But I kind of refer to the stains, the multiplexed immunofluorescence staining… so it just basically lets you look at three different, you know, stains on the same slide. I call those masks. And so a lot of the experiments that my lab does using this technology is particularly interested in different types of cells in the brain, such as, you know, neurons, but also we’re very interested in the supporting cells of the brain.
So things such as astrocytes and microglia, which are inflammatory cells within the nervous system specifically. So we kind of select, once we do the, you know, immunofluorescence staining, for example, then we have access to that exact sample as a whole slide image with that, you know, fluorescent staining. So it’s really great because then we also have it for separate digital pathology research studies in the future as well, in addition to using it to select what we call our collection areas. So the brain, the human brain is quite complicated.
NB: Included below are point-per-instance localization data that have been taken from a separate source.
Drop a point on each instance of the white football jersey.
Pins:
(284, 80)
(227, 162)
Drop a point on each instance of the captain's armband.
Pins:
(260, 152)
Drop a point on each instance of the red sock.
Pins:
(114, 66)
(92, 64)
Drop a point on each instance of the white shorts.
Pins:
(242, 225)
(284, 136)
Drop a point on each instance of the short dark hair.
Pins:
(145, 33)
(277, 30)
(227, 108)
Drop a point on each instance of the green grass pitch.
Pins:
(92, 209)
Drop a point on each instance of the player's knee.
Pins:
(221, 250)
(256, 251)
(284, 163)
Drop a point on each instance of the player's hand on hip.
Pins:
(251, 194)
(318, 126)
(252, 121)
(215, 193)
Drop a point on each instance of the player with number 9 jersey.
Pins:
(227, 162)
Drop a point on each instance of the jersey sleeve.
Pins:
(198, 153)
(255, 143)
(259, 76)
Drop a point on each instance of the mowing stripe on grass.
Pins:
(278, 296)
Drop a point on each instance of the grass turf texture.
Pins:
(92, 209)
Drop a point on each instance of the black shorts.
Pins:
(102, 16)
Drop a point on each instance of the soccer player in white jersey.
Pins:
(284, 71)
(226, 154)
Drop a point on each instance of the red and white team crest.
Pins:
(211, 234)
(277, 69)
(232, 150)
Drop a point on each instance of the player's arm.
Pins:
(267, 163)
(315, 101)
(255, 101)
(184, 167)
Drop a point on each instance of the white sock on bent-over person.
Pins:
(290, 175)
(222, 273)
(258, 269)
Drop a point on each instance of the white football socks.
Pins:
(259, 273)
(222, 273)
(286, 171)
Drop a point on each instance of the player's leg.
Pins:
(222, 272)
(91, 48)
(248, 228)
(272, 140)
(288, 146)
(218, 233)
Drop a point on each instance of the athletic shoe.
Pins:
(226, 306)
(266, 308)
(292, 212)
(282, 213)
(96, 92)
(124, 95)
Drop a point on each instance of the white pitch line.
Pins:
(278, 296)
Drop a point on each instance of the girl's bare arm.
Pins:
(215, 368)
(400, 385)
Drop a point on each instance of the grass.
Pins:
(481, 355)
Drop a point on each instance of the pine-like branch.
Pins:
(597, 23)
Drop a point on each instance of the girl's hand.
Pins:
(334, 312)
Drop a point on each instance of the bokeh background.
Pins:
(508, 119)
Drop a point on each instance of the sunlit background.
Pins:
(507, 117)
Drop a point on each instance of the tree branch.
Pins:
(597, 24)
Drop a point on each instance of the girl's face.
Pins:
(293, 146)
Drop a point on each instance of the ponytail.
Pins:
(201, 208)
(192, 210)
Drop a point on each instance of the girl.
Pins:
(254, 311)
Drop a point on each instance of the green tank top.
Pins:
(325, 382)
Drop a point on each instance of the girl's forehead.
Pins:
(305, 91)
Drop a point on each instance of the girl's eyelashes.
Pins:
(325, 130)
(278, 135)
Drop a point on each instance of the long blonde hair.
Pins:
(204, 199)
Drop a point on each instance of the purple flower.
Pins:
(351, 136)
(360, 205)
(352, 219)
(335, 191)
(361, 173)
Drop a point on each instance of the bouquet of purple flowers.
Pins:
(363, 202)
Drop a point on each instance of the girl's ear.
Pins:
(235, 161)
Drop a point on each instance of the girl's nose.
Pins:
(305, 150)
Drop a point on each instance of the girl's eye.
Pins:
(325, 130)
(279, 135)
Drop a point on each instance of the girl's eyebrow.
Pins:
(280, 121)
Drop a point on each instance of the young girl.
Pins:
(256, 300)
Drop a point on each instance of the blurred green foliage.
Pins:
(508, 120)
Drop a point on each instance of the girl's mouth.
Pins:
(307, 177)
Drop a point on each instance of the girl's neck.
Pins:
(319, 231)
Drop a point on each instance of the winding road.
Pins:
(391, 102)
We don’t have it as easy as a lot of the cancer researchers necessarily, who can kind of just have a sample of a tumor of some sort.
So we specifically are very interested in neuroanatomy and physiology and connections in the brain. So this technology is fantastic for that because we’re able to
Um, for example, the hippocampus is an area of the brain that’s important for memory. So, in Alzheimer’s disease and other types of dementia research, we really focus on this part of the brain a lot.
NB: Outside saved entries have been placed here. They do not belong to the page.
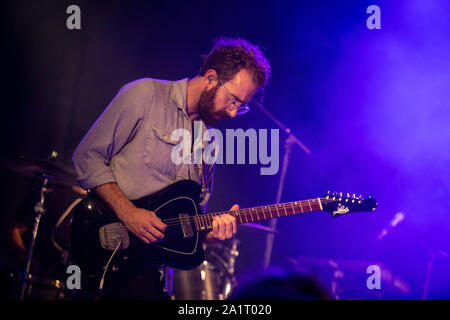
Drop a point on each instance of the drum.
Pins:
(39, 288)
(213, 279)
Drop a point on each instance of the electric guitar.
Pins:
(100, 242)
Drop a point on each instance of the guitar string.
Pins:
(174, 227)
(177, 221)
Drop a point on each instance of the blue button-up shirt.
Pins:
(131, 144)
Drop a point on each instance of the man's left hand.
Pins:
(224, 226)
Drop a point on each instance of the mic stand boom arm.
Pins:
(290, 140)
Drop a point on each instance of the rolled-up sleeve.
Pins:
(116, 126)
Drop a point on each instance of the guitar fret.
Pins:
(278, 214)
(209, 221)
(196, 223)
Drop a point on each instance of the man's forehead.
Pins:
(243, 85)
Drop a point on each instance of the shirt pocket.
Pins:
(158, 151)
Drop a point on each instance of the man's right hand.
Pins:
(145, 225)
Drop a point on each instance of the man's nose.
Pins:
(232, 114)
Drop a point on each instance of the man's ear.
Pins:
(211, 76)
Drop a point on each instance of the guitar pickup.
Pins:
(186, 225)
(111, 234)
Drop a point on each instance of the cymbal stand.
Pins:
(39, 210)
(291, 139)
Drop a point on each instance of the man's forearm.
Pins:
(114, 197)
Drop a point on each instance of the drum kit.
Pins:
(214, 279)
(50, 174)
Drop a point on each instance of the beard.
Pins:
(205, 107)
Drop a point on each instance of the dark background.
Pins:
(371, 105)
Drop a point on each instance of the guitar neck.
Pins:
(204, 222)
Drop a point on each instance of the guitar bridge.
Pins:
(186, 225)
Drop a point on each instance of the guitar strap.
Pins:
(200, 166)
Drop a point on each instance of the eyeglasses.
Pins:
(234, 103)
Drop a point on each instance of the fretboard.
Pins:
(204, 222)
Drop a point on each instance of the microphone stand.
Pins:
(288, 143)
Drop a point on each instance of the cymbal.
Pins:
(59, 173)
(259, 227)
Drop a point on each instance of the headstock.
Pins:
(339, 204)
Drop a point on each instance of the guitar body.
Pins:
(178, 250)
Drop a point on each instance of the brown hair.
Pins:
(229, 56)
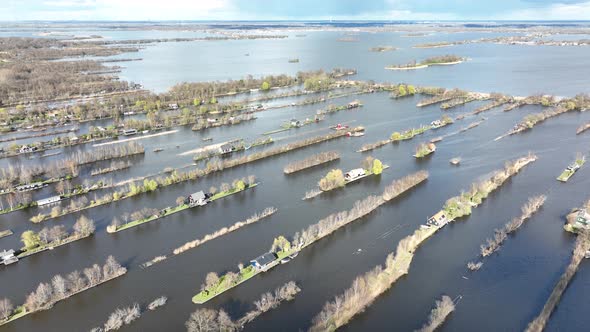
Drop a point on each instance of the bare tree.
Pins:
(202, 320)
(6, 308)
(76, 281)
(93, 274)
(60, 288)
(84, 226)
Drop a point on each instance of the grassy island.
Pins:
(572, 168)
(443, 60)
(61, 288)
(424, 150)
(283, 249)
(146, 215)
(56, 236)
(382, 49)
(370, 285)
(336, 179)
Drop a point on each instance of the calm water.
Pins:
(504, 295)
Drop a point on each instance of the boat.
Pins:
(355, 134)
(289, 258)
(339, 127)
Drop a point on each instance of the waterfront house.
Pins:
(49, 200)
(129, 132)
(31, 186)
(295, 123)
(354, 104)
(27, 149)
(7, 257)
(228, 148)
(354, 174)
(264, 262)
(439, 219)
(583, 218)
(197, 199)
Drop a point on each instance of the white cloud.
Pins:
(558, 11)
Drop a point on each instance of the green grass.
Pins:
(178, 208)
(245, 274)
(567, 174)
(17, 313)
(5, 233)
(44, 247)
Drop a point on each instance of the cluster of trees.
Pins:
(59, 288)
(441, 95)
(460, 206)
(577, 103)
(424, 149)
(227, 120)
(361, 208)
(403, 90)
(334, 179)
(408, 134)
(500, 235)
(114, 166)
(215, 165)
(208, 320)
(580, 249)
(498, 100)
(225, 230)
(311, 161)
(24, 82)
(442, 59)
(439, 314)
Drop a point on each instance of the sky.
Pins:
(135, 10)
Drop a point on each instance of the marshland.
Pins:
(509, 285)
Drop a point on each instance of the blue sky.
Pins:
(11, 10)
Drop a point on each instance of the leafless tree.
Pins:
(6, 308)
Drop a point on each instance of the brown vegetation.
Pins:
(208, 320)
(311, 161)
(439, 314)
(582, 245)
(256, 217)
(500, 235)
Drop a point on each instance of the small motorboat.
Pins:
(339, 127)
(355, 134)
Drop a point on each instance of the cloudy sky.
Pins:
(12, 10)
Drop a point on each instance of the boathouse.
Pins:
(354, 174)
(264, 262)
(49, 200)
(198, 198)
(7, 257)
(439, 219)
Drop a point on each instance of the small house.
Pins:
(27, 149)
(129, 132)
(49, 200)
(439, 219)
(264, 262)
(197, 199)
(436, 123)
(354, 104)
(7, 257)
(227, 148)
(583, 217)
(354, 174)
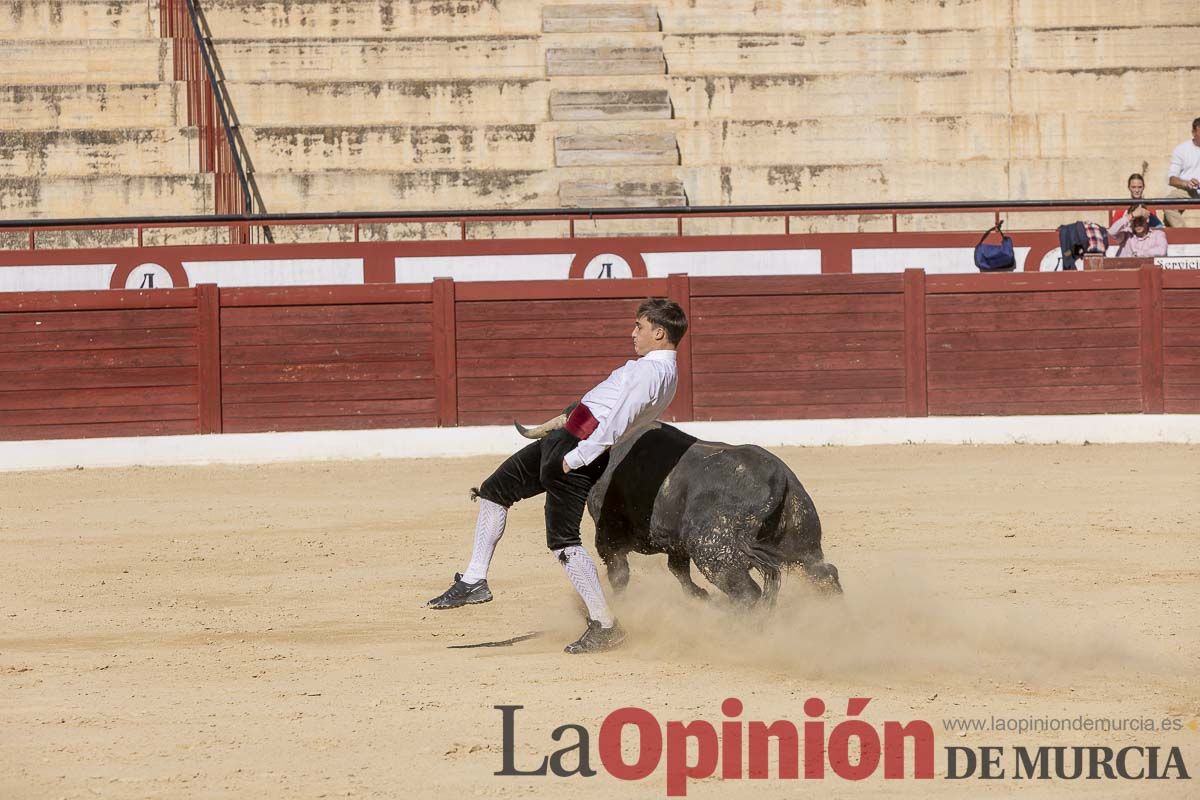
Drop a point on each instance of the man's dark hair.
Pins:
(666, 314)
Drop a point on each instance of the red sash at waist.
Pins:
(581, 423)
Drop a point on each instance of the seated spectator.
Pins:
(1137, 186)
(1185, 179)
(1135, 236)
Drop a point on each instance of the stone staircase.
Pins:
(91, 121)
(610, 107)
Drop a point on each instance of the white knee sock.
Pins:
(489, 529)
(581, 570)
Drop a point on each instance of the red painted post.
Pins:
(838, 258)
(208, 302)
(679, 289)
(445, 354)
(916, 384)
(1150, 293)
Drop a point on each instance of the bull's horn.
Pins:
(541, 429)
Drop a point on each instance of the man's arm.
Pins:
(635, 396)
(1175, 172)
(1158, 241)
(1120, 227)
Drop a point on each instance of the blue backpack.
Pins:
(995, 258)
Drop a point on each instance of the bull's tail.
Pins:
(765, 553)
(766, 561)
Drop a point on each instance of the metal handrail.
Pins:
(205, 46)
(583, 214)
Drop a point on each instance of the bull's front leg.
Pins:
(616, 563)
(681, 567)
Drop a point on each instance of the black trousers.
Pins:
(538, 468)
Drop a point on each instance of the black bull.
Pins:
(727, 509)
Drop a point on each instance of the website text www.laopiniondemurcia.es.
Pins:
(851, 750)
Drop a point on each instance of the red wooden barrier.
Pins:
(327, 358)
(826, 346)
(1181, 342)
(99, 364)
(204, 360)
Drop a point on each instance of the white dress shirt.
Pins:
(1186, 161)
(630, 398)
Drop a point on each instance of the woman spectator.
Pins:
(1135, 236)
(1137, 185)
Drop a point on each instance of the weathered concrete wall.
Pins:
(75, 19)
(90, 60)
(382, 59)
(109, 196)
(121, 151)
(388, 104)
(348, 18)
(93, 107)
(399, 146)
And we, uh, are able to kind of make these boxes, uh, to kind of have larger regions that we select, um, which if you’re a neuropathologist such as myself, you know, there are certain things that have been really well established over, you know, decades of research that we know, um, you know, the tau tangles that form inside of neurons and Alzheimer’s disease have been very well described so that we know, um, in the human brain that it spreads in a sequence. So we know, for example, it’s, uh, the tau tangles appear in the neurons in what’s called the entorhinal cortex before they later spread to involve, say, uh, the CA1 region of the hippocampus.
So it’s kind of, we’re able to actually strategically design experiments to make comparisons not just between samples such as control and disease, but also sort of within individual samples, right, like in the earlier and later involved regions. So because of this, the data that’s generated with the digital spatial transcriptomics is truly pretty powerful.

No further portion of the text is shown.